It’s Not Just You, Cubs Baseball Hasn’t Been Very Fun for Players Either
It’s a given that nothing could ever live up to the unadulterated elation of the 2016 World Series title, not when that final out took with it the weight of over a century of failure. But as the Cubs have learned in the three years since, one burden has simply been placed with another. Like Indiana Jones swapping a bag of sand for a golden fertility idol, the exchange has led to a crumbling of the building around them.
Sound too dramatic? I don’t know, man, these last three seasons have been progressively less fun to watch and have taken an increasingly hefty toll on my soul. And as Jared Wyllys of the Sporting News discovered recently, the same is true for some of the players themselves.
“Going through [all the early success], it’s like you’re constantly at the very tip-top of the mountain, winning all that stuff,” Kris Bryant told Wyllys. “And it’s kind of unrealistic to expect it every single year after that,” Bryant said. “But I think it’s human nature to be like, ‘I’ve been there before, why not do it again?’ That’s kind of where the struggle is.”
Though the front office has frequently talked about seeking out players who respond well to adversity, they really didn’t give their prospects much of an opportunity to experience hardship early on. Not only were their top draft picks rushed through the system, but they all came up to a team that set the world on fire en route to 95 wins in 2015 and won the World Series the next. To put that in perspective, most members of the Dodgers’ roster weren’t even alive the last time LA won a title.

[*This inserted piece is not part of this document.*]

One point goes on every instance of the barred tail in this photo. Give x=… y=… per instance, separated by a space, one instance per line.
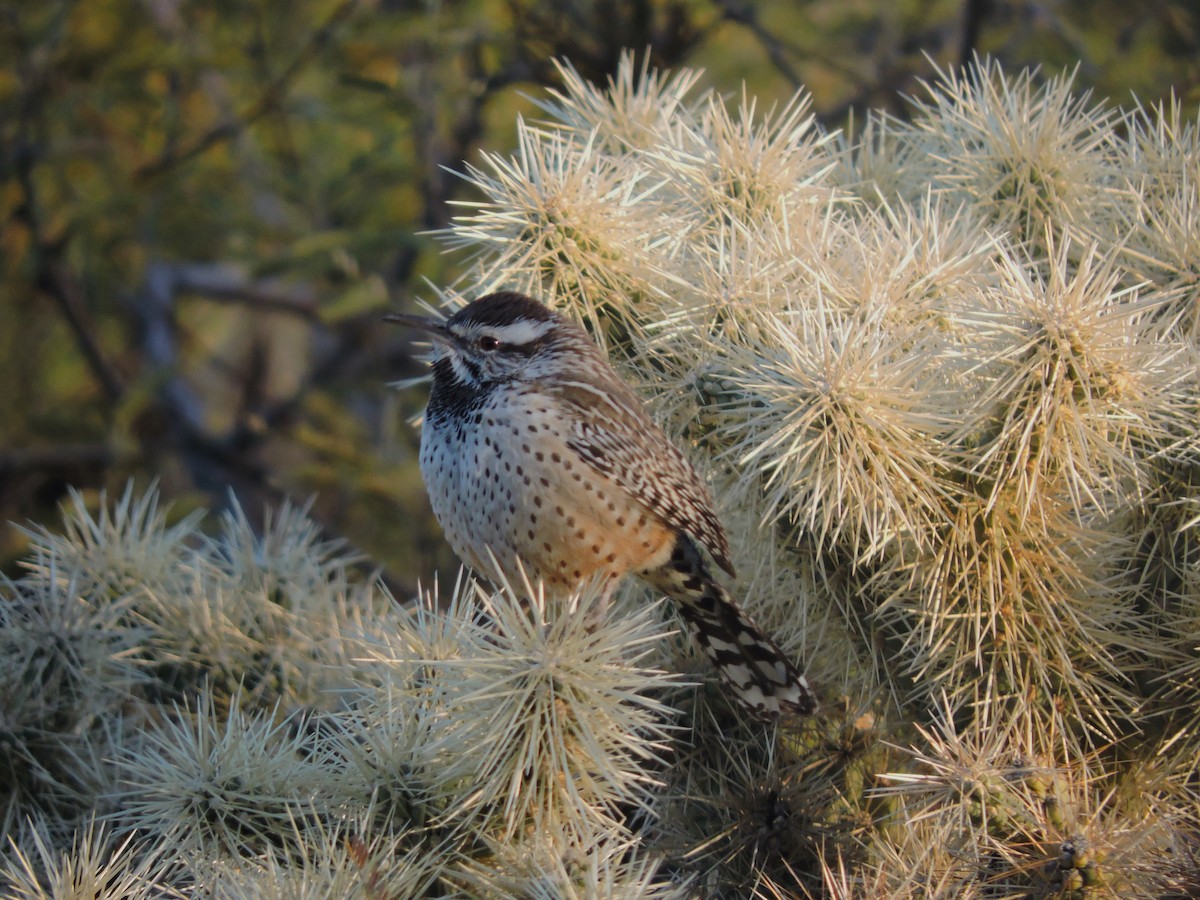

It wasn’t a case of the Cubs waking up on third thinking they’d hit a triple, since the talent was obvious to anyone who watched. The problem was that everything came so easy — this goes for the front office and coaching staff as well — that it got to the point where players seemingly felt the postseason was their birthright.
“When your team has gone to the playoffs four years in a row and the NLCS three (times), almost three consecutive World Series, it’s hard to accuse them of lacking hunger,” Joe Maddon told ESPN back in August. “What I have seen this year is teams have caught up. It’s not the same sashay we’ve had to get there. It’s tougher. Other teams have gotten better.”
The issue with the Cubs isn’t that the players aren’t hungry, it’s that they’re not as hungry as other teams. They’re not slow, they’re just not running as fast as other teams. You can see a perfect example of this in their hard contact, which has actually improved in each of the past four seasons. However, the rest of Major League Baseball has increased at a higher rate and Cubs have remained below league average since 2015.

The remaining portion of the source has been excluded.